It’s party season — time for some festive frolics with friends and family and providing those essential finger foods does not have to be stressful or time consuming. Just plan ahead and remember it’s important to provide some choices that are dairy, meat and gluten-free.
Many party nibbles can be prepared ahead. For example, chicken liver pâté can be prepared up to three months in advance, frozen in small bowls then thawed in the fridge for 6 hours. It can be made with an olive-oil based spread to make it dairy and gluten-free. And there is a great choice of GF crackers to serve it on.
Canned beans such as kidney and cannellini also make great spreads or dips: drain and purée, then combine with chopped fresh herbs, lemon juice, crushed garlic and freshly ground black pepper. Or for a zany dip, mix generous amounts of piccalilli into sour cream.
Although dips are great served as ‘dips’ they can also double as toppers for crostini (use generous amounts) or as fillers for hot mini vol-au-vent cases. Add some diced crisp vegetables or salami for interest.
And you can augment your home-made goodies with some store-bought treats. I’ve fallen for Barkers gluten-free and vegan Artichoke Antipasto Spread — excellent dolloped on fresh ciabatta.
INDIAN EGGPLANT DIP
A couple of my friends taste-tested this dip and immediately asked for the recipe. I hope you enjoy it too. If you don’t want to serve the dip in the shell, just peel the eggplants and use all the flesh. Add a little canola oil to make it more spreadable if you wish.

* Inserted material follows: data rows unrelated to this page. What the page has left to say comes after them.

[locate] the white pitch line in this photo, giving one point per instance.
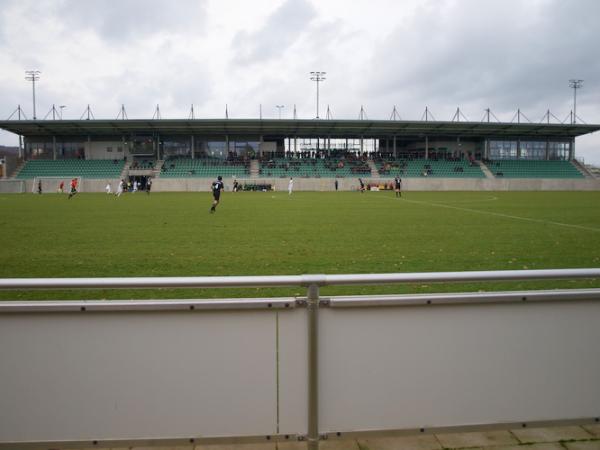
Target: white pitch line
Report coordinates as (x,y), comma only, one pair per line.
(508,216)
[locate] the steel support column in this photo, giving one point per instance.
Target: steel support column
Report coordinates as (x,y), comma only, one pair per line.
(313,367)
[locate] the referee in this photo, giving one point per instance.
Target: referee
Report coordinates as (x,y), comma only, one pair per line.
(217,187)
(398,186)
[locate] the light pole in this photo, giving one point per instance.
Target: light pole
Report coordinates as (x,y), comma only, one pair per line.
(279,107)
(33,76)
(575,84)
(317,76)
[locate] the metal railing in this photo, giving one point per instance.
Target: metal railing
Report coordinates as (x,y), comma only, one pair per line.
(313,301)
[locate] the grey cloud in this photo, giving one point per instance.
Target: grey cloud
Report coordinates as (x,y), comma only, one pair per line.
(508,55)
(281,30)
(131,19)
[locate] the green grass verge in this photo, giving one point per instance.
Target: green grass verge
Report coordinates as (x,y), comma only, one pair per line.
(172,234)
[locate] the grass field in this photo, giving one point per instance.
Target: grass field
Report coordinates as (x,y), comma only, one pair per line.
(172,234)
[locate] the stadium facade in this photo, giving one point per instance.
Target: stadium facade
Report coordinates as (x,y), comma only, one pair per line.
(147,144)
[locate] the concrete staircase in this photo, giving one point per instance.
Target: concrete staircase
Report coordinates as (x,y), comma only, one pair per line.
(373,167)
(16,171)
(157,168)
(254,168)
(125,171)
(487,172)
(582,169)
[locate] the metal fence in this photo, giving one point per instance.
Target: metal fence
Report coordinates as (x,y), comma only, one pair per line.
(335,366)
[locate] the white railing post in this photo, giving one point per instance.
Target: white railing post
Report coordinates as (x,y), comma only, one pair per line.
(313,367)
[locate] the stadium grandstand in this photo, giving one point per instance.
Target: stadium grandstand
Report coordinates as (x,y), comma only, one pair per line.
(187,154)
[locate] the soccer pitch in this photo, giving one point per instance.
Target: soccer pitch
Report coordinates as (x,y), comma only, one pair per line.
(272,233)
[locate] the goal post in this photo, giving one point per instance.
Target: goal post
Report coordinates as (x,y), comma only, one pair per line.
(51,185)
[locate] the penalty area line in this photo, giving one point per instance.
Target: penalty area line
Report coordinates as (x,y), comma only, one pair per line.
(506,216)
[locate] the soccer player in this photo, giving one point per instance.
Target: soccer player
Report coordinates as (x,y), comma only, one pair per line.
(120,188)
(73,188)
(217,187)
(362,186)
(398,186)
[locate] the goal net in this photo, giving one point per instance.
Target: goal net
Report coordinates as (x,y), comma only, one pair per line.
(51,185)
(12,186)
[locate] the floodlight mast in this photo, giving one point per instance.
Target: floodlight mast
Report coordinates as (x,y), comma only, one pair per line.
(317,77)
(33,76)
(575,84)
(279,107)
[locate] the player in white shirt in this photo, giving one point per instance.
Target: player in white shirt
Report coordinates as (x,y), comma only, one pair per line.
(120,188)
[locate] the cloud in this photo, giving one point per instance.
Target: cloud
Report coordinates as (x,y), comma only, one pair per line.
(123,20)
(500,54)
(280,30)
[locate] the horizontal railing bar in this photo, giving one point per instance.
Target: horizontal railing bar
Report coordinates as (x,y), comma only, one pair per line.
(361,301)
(357,301)
(329,435)
(364,434)
(183,442)
(146,305)
(292,280)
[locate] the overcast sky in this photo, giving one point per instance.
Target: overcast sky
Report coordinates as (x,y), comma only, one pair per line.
(444,54)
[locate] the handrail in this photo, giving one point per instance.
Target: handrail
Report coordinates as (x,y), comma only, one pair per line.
(292,280)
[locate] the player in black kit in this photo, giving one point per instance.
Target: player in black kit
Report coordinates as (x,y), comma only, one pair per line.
(398,186)
(217,187)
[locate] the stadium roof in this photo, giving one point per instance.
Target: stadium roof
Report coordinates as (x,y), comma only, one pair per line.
(291,128)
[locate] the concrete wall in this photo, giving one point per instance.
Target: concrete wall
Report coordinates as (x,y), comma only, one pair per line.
(344,184)
(408,184)
(99,150)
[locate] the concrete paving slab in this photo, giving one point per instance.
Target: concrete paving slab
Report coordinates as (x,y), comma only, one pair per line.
(184,447)
(342,444)
(583,445)
(426,442)
(261,446)
(541,446)
(593,429)
(476,439)
(550,434)
(296,445)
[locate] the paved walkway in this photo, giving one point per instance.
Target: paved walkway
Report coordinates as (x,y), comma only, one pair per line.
(554,438)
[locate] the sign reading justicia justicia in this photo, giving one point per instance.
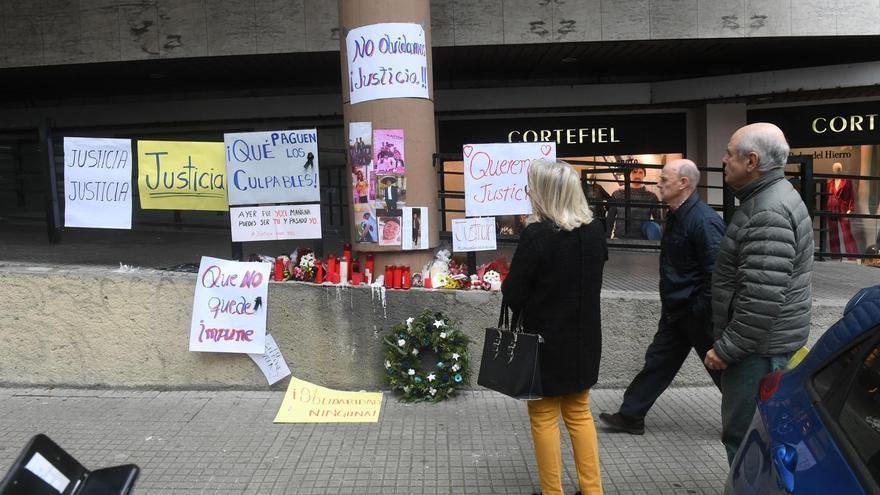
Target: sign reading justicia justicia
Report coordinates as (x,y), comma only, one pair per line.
(388,60)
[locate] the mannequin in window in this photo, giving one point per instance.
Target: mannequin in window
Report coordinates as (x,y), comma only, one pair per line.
(597,197)
(840,200)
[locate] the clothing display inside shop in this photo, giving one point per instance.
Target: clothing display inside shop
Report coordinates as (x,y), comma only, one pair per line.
(840,200)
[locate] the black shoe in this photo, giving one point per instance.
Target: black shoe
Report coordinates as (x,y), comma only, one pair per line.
(617,422)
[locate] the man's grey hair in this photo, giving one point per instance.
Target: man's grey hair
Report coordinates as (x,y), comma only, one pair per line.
(689,169)
(768,144)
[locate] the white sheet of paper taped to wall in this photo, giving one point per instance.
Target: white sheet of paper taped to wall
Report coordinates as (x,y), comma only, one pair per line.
(44,470)
(272,363)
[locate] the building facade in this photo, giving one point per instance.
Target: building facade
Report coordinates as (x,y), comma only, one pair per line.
(612,82)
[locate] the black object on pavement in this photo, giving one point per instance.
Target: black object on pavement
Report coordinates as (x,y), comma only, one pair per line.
(44,468)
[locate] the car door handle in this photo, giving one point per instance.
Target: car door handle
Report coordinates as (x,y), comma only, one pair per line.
(785,461)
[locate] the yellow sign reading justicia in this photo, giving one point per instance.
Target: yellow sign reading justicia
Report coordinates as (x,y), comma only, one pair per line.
(177,175)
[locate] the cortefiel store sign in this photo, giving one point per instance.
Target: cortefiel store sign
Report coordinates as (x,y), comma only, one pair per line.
(586,135)
(825,125)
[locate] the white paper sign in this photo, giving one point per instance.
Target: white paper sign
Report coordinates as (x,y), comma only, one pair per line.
(229,308)
(272,167)
(496,176)
(387,60)
(271,363)
(270,223)
(414,228)
(473,234)
(97,183)
(47,472)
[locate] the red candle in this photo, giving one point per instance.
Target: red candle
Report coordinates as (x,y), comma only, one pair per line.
(279,269)
(369,267)
(319,272)
(398,274)
(331,265)
(406,278)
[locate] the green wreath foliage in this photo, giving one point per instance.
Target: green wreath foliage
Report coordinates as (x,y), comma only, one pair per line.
(406,348)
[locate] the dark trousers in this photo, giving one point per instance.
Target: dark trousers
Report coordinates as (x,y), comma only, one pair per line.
(671,346)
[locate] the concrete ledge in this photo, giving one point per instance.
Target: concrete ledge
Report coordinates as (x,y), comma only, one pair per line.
(99,327)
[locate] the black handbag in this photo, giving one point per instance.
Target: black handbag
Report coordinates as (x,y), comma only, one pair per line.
(511,362)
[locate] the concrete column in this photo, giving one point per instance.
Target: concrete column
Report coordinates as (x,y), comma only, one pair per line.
(721,121)
(414,115)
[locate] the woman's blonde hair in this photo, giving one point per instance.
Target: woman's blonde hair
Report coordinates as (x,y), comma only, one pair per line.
(556,195)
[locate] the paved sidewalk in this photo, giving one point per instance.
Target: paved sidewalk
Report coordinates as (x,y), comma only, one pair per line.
(224,442)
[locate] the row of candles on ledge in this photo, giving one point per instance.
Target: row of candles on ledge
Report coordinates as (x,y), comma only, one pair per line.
(346,271)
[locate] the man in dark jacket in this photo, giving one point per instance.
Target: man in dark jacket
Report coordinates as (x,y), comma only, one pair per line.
(761,286)
(687,255)
(616,220)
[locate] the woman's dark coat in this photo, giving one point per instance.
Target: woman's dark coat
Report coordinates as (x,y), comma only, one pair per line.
(555,278)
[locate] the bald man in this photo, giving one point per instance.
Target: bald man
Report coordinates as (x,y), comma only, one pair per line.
(761,285)
(687,256)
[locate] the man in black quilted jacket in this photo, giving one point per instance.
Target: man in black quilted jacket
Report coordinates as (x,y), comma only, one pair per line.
(761,285)
(687,256)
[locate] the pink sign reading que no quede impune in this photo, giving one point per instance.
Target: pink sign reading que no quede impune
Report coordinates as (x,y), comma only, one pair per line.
(496,176)
(229,307)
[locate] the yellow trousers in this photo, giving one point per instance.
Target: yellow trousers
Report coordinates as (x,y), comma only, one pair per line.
(544,417)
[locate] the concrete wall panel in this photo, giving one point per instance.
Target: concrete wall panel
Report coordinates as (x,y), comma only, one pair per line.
(722,19)
(626,19)
(100,39)
(528,21)
(61,32)
(478,22)
(182,28)
(768,18)
(674,19)
(442,25)
(24,33)
(139,30)
(231,27)
(577,21)
(855,17)
(74,31)
(813,18)
(322,25)
(281,26)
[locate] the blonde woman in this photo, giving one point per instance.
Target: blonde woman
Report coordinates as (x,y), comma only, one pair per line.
(554,282)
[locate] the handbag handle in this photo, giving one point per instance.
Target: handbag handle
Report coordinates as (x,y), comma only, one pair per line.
(504,318)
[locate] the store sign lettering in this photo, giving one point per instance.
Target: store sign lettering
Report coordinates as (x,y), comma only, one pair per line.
(565,136)
(839,123)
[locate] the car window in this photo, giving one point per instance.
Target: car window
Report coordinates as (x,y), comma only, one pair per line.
(860,415)
(824,380)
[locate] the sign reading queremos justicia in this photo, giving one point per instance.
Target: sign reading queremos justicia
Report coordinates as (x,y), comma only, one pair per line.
(825,125)
(582,135)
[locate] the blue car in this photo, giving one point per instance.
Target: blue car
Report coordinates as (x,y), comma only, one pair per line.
(817,426)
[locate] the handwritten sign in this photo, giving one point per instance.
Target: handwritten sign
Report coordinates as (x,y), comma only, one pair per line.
(181,176)
(496,176)
(271,362)
(270,223)
(388,60)
(272,167)
(97,183)
(229,308)
(473,234)
(306,402)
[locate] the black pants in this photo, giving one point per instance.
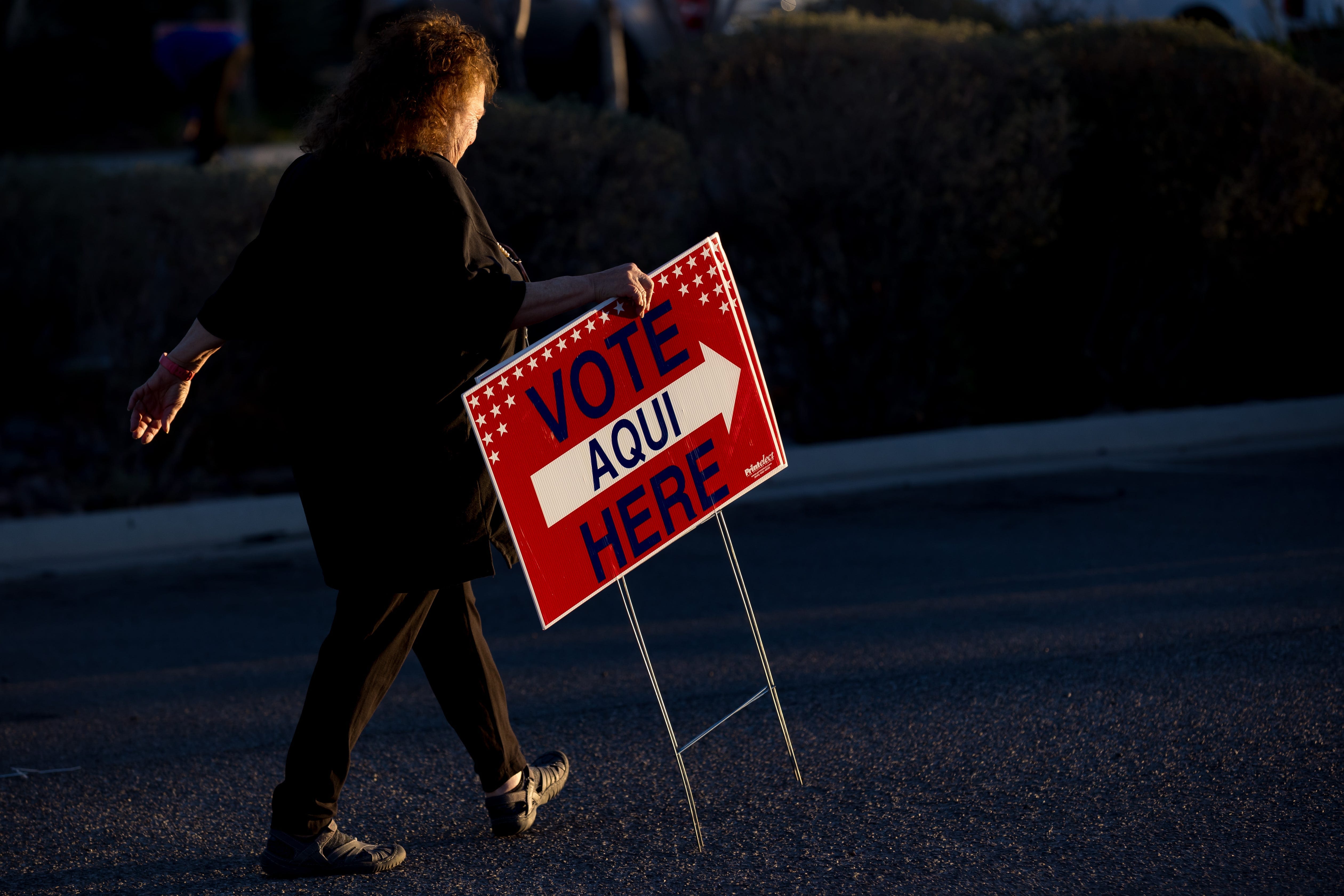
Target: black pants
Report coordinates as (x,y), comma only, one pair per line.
(370,639)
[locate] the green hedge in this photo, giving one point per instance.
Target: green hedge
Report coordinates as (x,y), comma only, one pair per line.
(940,225)
(932,223)
(100,273)
(872,176)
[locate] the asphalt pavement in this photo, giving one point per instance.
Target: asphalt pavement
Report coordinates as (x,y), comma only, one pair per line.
(1092,683)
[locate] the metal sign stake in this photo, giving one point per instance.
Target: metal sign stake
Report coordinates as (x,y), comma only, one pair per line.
(624,588)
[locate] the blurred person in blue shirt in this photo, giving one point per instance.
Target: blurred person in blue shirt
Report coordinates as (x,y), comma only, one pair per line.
(205,58)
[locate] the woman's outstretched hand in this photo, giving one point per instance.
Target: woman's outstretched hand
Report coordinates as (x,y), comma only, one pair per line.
(625,283)
(155,405)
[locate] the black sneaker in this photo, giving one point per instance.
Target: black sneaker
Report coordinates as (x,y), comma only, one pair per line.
(513,813)
(328,854)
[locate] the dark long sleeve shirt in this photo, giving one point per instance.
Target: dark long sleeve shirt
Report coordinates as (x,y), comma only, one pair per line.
(384,292)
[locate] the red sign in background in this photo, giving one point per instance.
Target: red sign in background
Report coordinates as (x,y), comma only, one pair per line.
(616,436)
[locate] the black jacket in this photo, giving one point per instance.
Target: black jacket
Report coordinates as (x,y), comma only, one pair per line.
(384,292)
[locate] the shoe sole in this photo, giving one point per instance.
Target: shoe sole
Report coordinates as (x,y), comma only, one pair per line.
(542,798)
(279,868)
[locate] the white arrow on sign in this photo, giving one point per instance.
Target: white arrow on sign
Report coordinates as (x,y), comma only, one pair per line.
(694,400)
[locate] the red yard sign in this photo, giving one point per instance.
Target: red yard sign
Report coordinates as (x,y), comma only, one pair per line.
(615,437)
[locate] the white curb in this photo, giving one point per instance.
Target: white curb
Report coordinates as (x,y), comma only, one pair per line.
(251,526)
(1057,447)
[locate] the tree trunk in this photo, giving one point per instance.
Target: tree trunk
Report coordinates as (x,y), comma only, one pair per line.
(616,78)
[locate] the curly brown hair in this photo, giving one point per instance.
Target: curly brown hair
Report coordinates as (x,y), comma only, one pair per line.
(404,89)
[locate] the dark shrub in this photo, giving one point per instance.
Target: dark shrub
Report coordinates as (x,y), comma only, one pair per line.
(873,178)
(576,190)
(100,273)
(1198,233)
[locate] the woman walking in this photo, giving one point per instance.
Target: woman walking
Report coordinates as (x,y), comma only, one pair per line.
(380,281)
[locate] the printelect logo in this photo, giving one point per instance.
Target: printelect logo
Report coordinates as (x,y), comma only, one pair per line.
(761,467)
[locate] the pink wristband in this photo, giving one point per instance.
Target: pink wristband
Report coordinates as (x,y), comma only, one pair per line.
(175,369)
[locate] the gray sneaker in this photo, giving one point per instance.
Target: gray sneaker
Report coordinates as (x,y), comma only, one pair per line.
(513,813)
(328,854)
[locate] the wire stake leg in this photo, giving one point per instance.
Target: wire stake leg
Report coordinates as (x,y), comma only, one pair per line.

600g or 2 x 300g eggplants
1 teaspoon salt
2 tablespoons canola oil
1 each: small onion, red capsicum, carrot, diced
2 cloves garlic, crushed
2 tablespoons each: tomato paste, cider vinegar
4 tablespoons water
1-2 tablespoons curry powder
freshly ground black pepper to taste
With a sharp knife cut a slice off the side of the eggplant. Using a spoon or sharp knife remove the pulp from the inside leaving a 1cm-thick shell. Place aside.
Chop the flesh finely and sprinkle with salt. Stand for 30 minutes, then drain.
Heat the oil in a frying pan and sauté the chopped eggplant, onion, capsicum, carrot and garlic, until tender. Stir in the tomato paste, vinegar, water, curry powder and pepper. Simmer for about 5 minutes until well combined.
Purée in a food processor or blender until smooth. May be refrigerated for up to 24 hours. To serve, spoon the mixture back into the shell. Serve with potato chippies or crisp vegetable sticks as dippers. Makes about 1 1/2 cups.
PANCETTA & CAPSICUM NIBBLES
1 ciabatta or poppy seed loaf
butter or table spread
1 cup smooth sundried tomato antipasto or tomato-based chutney
1 small onion, diced
50g pancetta, chopped
2 large gherkins, diced
1/2 each: large red, yellow, capsicum, diced
1 cup grated tasty cheddar cheese
Preheat the oven to 160°C.
Slice the bread then cut each slice into four pieces. Butter each piece and spread with antipasto or chutney.
Top with the onion, pancetta, gherkin and capsicums then sprinkle with a little cheese. Bake for 20-30 minutes on an oven tray, or until crispy. Makes approximately 40.
BACON, APRICOT & CHEESY STICKS
Prepare ahead and serve at room temperature or warm through in the microwave.
1/2 cup orange juice
12 plump dried apricots
75g camembert
4-5 rashers streaky bacon
1/2 cup spicy tomato relish or chutney
Place the orange juice and apricots in a bowl. Cover and microwave for about 2 minutes, until softened. Stand, until cool. Cut the camembert into 1cm cubes.
Brush each bacon rasher with relish. Cut into pieces long enough to wrap around each drained apricot together with a cube of camembert. Secure with small skewers.
Grill for 2-3 minutes, turning once or twice during cooking. Brush with more relish and serve. Makes 12.